The makings of a flock

Contributing writer

Three weeks ago, on the morning that Daylight Saving Time began, I got a call from the post office in Salina. Lazy in bed, oblivious to time passing faster on this morning, I didn’t hear the phone ring. They left a message.

“Your chicks are in,” the voice said. “You can either come collect them by 10:30 or we’ll deliver them tomorrow in Ramona.”

I started multi-tasking big-time, as I grabbed my britches in one hand and the phone in the other, dialing my friend Kathy (she’s the postmaster in Ramona).

“Kathy, where is the post office in Salina? I don’t even know.”

She gave me directions and then said, “I’ll call them and tell them you are on your way.”

I had barely an hour to get there and Salina is an hour away.

He waited. I made it and so did the chicks. We peaked inside the little box that held 26 day-old chicks. So cute! All the way home, sitting on the truck seat beside me, they cheeped in alarm. Luckily, I’d prepared the Chicken Nursery the day before — the tub in the guest bathroom. Turning them free one by one with a practice drink for beginners, I sat back and looked at the makings of my new flock of chickens.

There’s quite a variety. I have a dozen of my favorite Aracauna who laid those lovely colored eggs. Always wanting to experiment with new breeds, I ordered half a dozen rose-combed browns, whatever they are. They were such pretty chickens in the catalog. I have another half dozen Polish topknots who look like little German soldiers with their helmets on. There are four silver spangled Hamburgs, shy and retiring (never ever raised them before), and a Mystery Chick.

For those of you who have raised chickens, you know how fast they grow. In days, the wing feathers are coming in. In a week, the tail feathers are there like little tri-cornered fans. In two weeks, the chicks were outgrowing the bathtub, making flying forays to the edge of the tub.

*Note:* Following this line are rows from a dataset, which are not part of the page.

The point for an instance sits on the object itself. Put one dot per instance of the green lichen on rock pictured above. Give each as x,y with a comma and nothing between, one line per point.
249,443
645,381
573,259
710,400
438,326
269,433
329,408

With cold weather continuing, I said to my sister, “I think I’d better give them a little more room and put them in my Jacuzzi tub.”

For the next week, I was sleeping with the chicks.

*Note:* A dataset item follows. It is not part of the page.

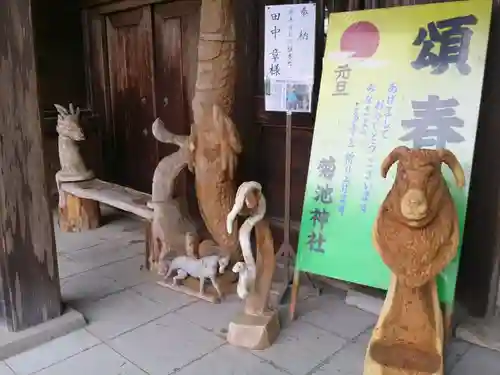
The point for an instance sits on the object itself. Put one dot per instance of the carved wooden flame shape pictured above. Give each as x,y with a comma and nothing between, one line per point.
246,270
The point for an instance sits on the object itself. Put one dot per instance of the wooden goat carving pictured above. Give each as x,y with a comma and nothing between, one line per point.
417,234
72,166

On Saturday, a beautiful warm day, I moved the flock of chicks out to the little chicken house in my yard where V. Mary has been holding forth — alone. She was calm but perturbed at rumors that her single-family dwelling was going to be a boarding house. I watched her closely to see if her reaction was cooperative or hostile, praying for a spark of motherly tolerance. She was deciding.

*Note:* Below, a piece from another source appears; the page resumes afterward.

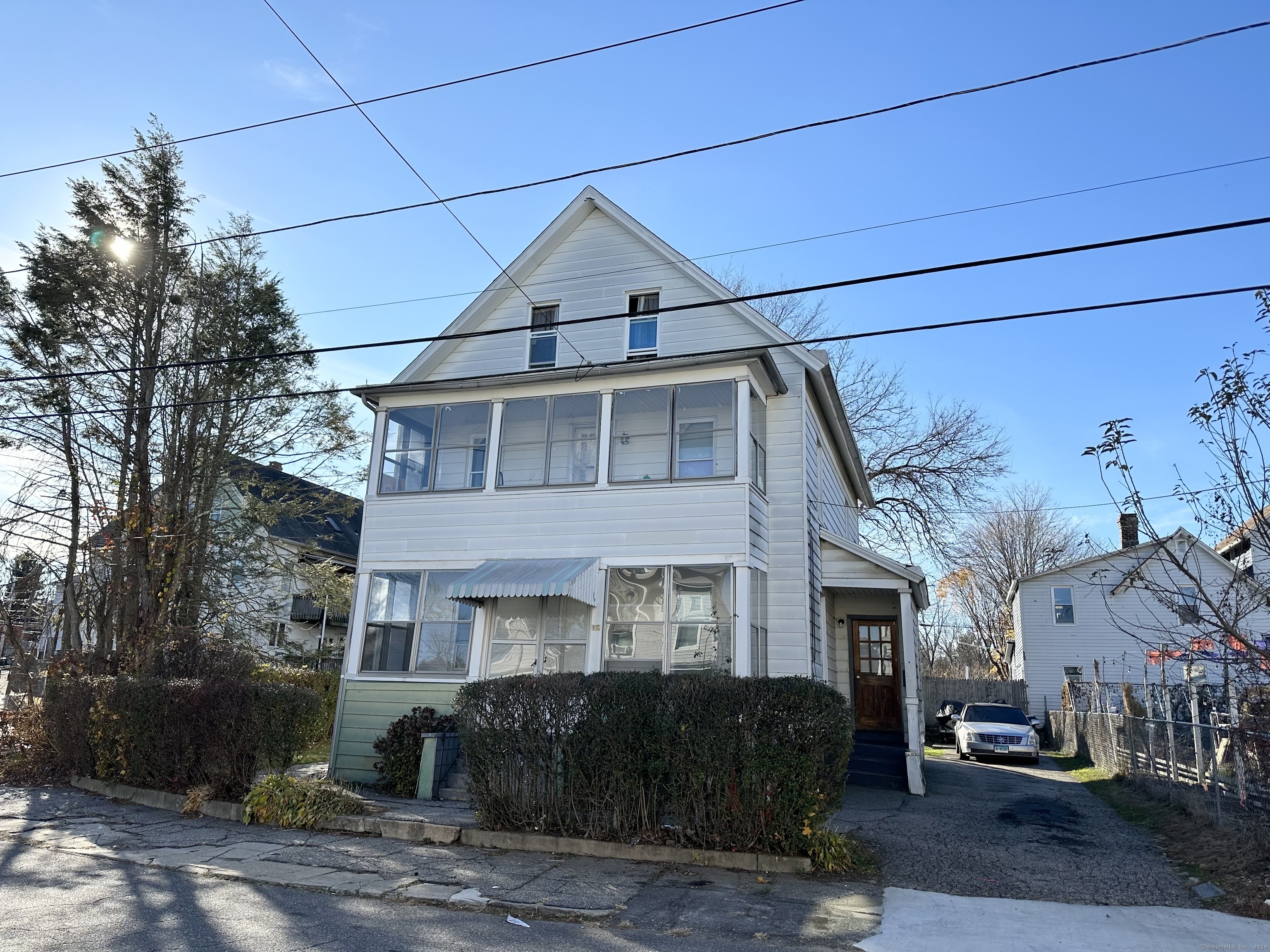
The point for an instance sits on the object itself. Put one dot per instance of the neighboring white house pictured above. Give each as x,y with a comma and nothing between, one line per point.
1101,610
658,489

The first of the chicks were frozen in terror at their new surroundings — and by the big black hen. They’d survived periodic inspections by my cat, Marshmallow, but this Mama was something else. She glistened, she made alarming noises, she strutted, and she raised her hackles. When all of them had been transported, one of the chicks approached V. Mary (who desperately needs a new name) with false bravado, his chest thrust out, as if to take her on. She fixed him with one beady black eye and “pop” pecked him on the top of the head and he retreated fast, lesson learned.

I banned her to the chicken pen for the rest of the day while the chicks adjusted.

My little flock is fine. It isn’t all lovey-dovey, but there is a modicum of tolerance — (it reminds me of Ramona). The chicks think that I’m their mother. I definitely spell safety for them and if V. Mary is disrupting things, they huddle near the door where they hope I’ll appear or they hide behind the screen that I put up as a shield in one corner and warm themselves under the brooder lamp.

I’ve only named one chick so far, my little Polish rooster with new spiked feathers shooting out the top of his head. One of my third-grade art students came to class last week with the makings of a Mohawk. I’ve named my new little rooster, Braxton.

Chickens in the bathtub created an awful mess. I had to clean the room from ceiling to floor. There was this thick insidious film of dust over everything: chrome, tile, tub, floor, sills, woodwork, light fixtures, ledges, plants, towels, and soap. Luckily, raising chicks in the tub only happens once in a blue moon.

In California, my other life, I remember we had hamsters in the office, mice in a kitchen drawer, a pack-rat in the garage, kittens under the bed, a garter snake in my shoe, an injured cat recuperating in the shower, and even a couple of baby rabbits in the bathtub; but never chicks. We saved that experience for another day in the country.